Special Tribunal for Lebanon opens

Published March 1st, 2009 - 02:28 GMT

An international tribunal to try the suspected killers of Lebanon's former prime minister Rafiq Hariri got under way in The Hague Sunday with pledges to provide justice to the victims of terrorism. The chief prosecutor of the Special Tribunal for Lebanon, Daniel Bellemare, said the new tribunal constituted the world's first anti-terrorist court.

 

Bellemare was speaking at a special ceremony to inaugurate the tribunal, set up four years after Hariri's assassination in Beirut in 2005. "By the very nature of its mandate, the SPL is the first international anti-terrorist tribunal," he was quoted as saying by AFP. According to him, the court was set up not to seek revenge, but "a justice that ensures everybody is treated with dignity and respect."

 

Under the terms of the tribunal, Bellemare has 60 days to apply to the Lebanese authorities to have four generals held over the killing to be brought to The Hague to face trial. The four include the former head of the presidential guard.

 

The Canadian prosecutor gave no indication of a date when the tribunal would hold its first trial. "Indictments will be filed when I am satisfied I have enough evidence," he said.

 

He noted the tribunal's independence, asserting that its workings "must and will be above politics."

 

The tribunal, located in the suburb of Leidschendam, was created by a 2007 UN Security Council resolution and will apply Lebanese law. It has an initial, renewable, three-year mandate.
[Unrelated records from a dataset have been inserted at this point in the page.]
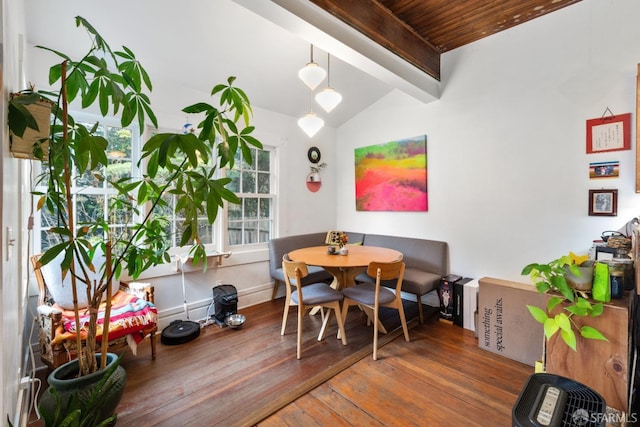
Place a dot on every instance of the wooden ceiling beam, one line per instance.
(375, 21)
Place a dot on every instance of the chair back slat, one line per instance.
(387, 271)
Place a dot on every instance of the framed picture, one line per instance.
(603, 202)
(392, 176)
(609, 133)
(604, 170)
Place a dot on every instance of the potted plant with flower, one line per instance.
(551, 278)
(177, 164)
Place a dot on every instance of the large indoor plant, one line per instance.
(551, 278)
(174, 163)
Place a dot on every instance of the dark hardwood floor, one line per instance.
(439, 378)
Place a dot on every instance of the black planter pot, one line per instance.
(96, 396)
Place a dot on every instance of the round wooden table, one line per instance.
(345, 268)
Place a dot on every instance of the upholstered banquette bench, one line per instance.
(426, 261)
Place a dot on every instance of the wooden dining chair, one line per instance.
(372, 296)
(307, 297)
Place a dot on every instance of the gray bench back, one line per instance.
(428, 255)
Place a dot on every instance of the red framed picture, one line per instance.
(609, 133)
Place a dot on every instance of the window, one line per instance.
(251, 222)
(91, 195)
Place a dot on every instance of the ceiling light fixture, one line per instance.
(328, 98)
(312, 74)
(310, 123)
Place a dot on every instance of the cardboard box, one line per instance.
(504, 324)
(470, 304)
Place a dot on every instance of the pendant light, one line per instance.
(312, 74)
(310, 123)
(328, 98)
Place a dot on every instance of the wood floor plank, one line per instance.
(440, 378)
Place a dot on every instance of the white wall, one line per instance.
(507, 170)
(13, 265)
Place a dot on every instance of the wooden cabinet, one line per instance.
(603, 366)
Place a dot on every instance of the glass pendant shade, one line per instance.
(310, 123)
(328, 99)
(312, 75)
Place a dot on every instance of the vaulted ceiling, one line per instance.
(420, 30)
(188, 45)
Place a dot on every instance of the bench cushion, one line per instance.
(415, 281)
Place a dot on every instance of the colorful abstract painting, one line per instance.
(392, 176)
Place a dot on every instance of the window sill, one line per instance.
(234, 259)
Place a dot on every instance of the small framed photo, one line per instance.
(604, 170)
(603, 202)
(609, 133)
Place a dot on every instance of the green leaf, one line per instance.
(539, 314)
(550, 328)
(553, 302)
(563, 322)
(569, 337)
(597, 309)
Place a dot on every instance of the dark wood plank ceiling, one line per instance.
(420, 30)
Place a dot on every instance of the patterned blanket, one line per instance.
(129, 315)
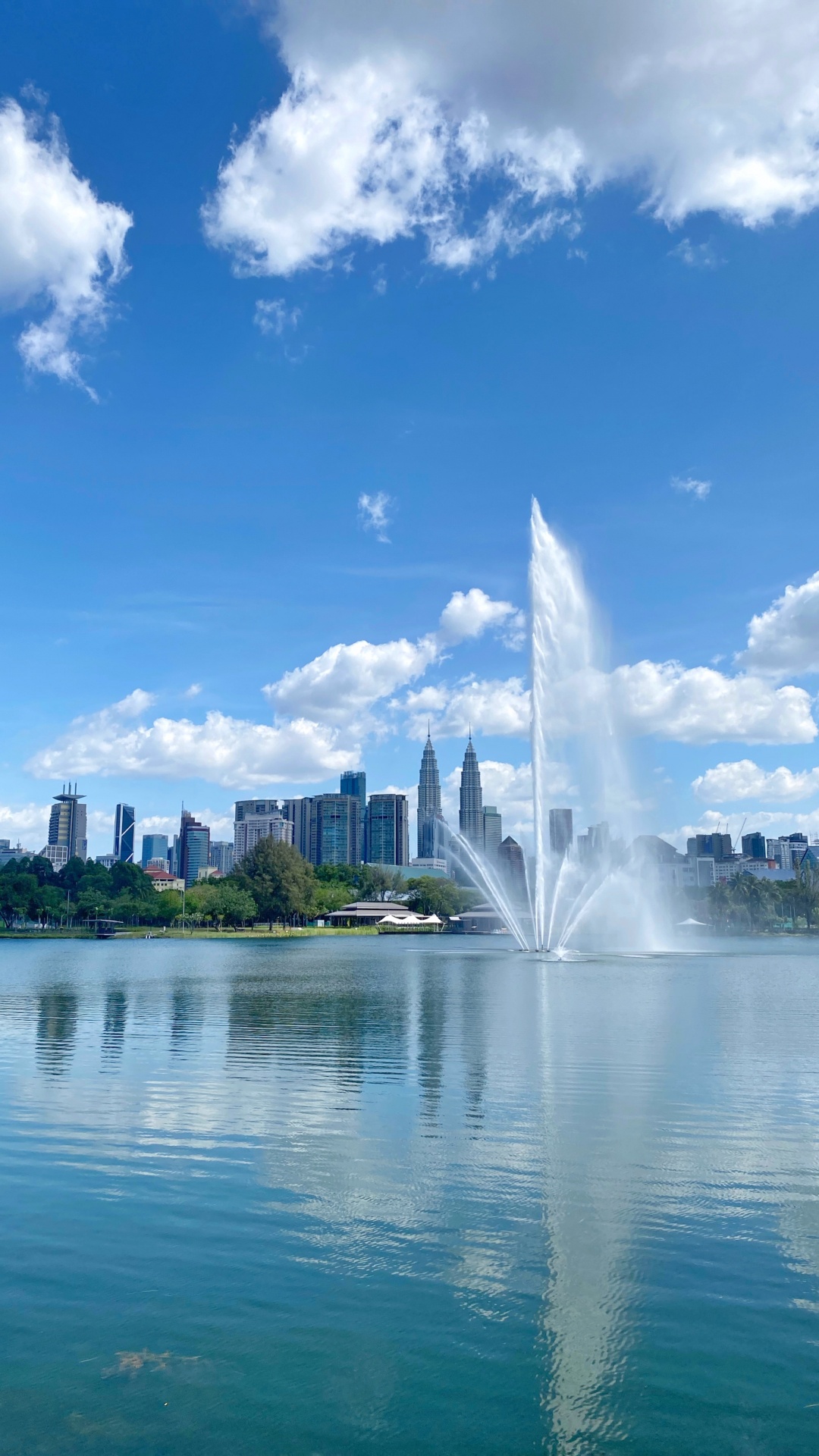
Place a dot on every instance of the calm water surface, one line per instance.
(407, 1196)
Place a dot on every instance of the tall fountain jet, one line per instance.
(596, 900)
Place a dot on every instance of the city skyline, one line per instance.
(632, 344)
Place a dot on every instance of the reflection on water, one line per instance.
(365, 1193)
(55, 1028)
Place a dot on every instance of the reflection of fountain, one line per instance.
(598, 900)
The identities of its 11 judges, four of them Lebanese, are being kept secret.

 

The opening ceremony, attended by UN officials and diplomats, was held at a former gymnasium at the headquarters of the Dutch intelligence service, where the court will sit. The tribunal's registrar, Robin Vincent, told the opening ceremony: "We're not here for the perpatrators of crimes, but for the victims of crimes."

 

Lebanon's ambassador to the Netherlands, Zeidan Al-Saghir, said the court was a step towards the Lebanese people's belief "that they can reconstruct and rebuild what has been destroyed by war". "What Lebanon is asking you is to serve justice. Justice is our request," he said.